Want both Gemini 3.1 Flash Lite and MAI-Thinking-1 without two subscriptions? LumiChats gives you these plus 40+ models under one ₹69/day pass (about $1/day) — draft with one, cross-check with the other.
Is Gemini 3.1 Flash Lite or MAI-Thinking-1 better for coding?
Public SWE-Bench figures are not available for either model, so the honest test is your own repository — run an identical real bug through both. By design, Gemini 3.1 Flash Lite leans toward ultra-low-latency, high-volume production workloads while MAI-Thinking-1 leans toward very strong math reasoning (aime 2025 97%, aime 2026 94.5%), and that positioning usually predicts which feels better on your codebase.
Which is cheaper, Gemini 3.1 Flash Lite or MAI-Thinking-1?
MAI-Thinking-1 is cheaper — $0.25/$1.5 per 1M tokens vs Not published.

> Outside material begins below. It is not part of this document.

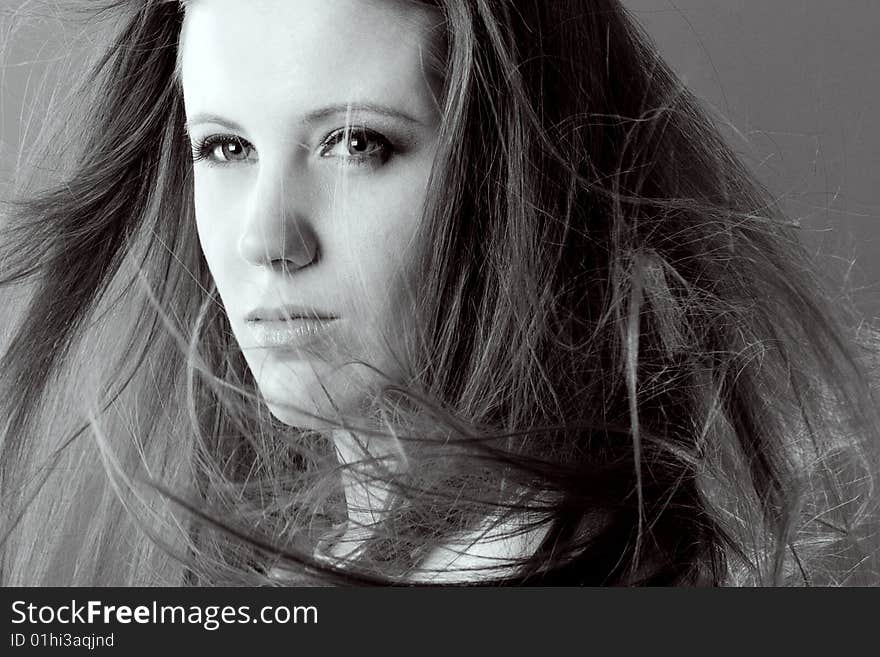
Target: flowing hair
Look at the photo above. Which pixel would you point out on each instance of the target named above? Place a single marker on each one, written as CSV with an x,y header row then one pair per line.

Which has the bigger context window?
Gemini 3.1 Flash Lite — 1M vs 256K, about 3.9× larger. Useful only if the model actually reasons over the full window, which not all do.
Can I use both Gemini 3.1 Flash Lite and MAI-Thinking-1 together?
Yes — a multi-model platform like LumiChats gives you Gemini 3.1 Flash Lite, MAI-Thinking-1 and 40+ others under one ₹69/day pass (about $1/day), so you can draft with one and cross-check with the other instead of buying two subscriptions.
Which is newer, Gemini 3.1 Flash Lite or MAI-Thinking-1?
MAI-Thinking-1 — released June 2, 2026, about 3 months after Gemini 3.1 Flash Lite.
Specifications and benchmarks reflect publicly reported figures as of June 2026 and may change as providers release updates. Always verify on your own workload.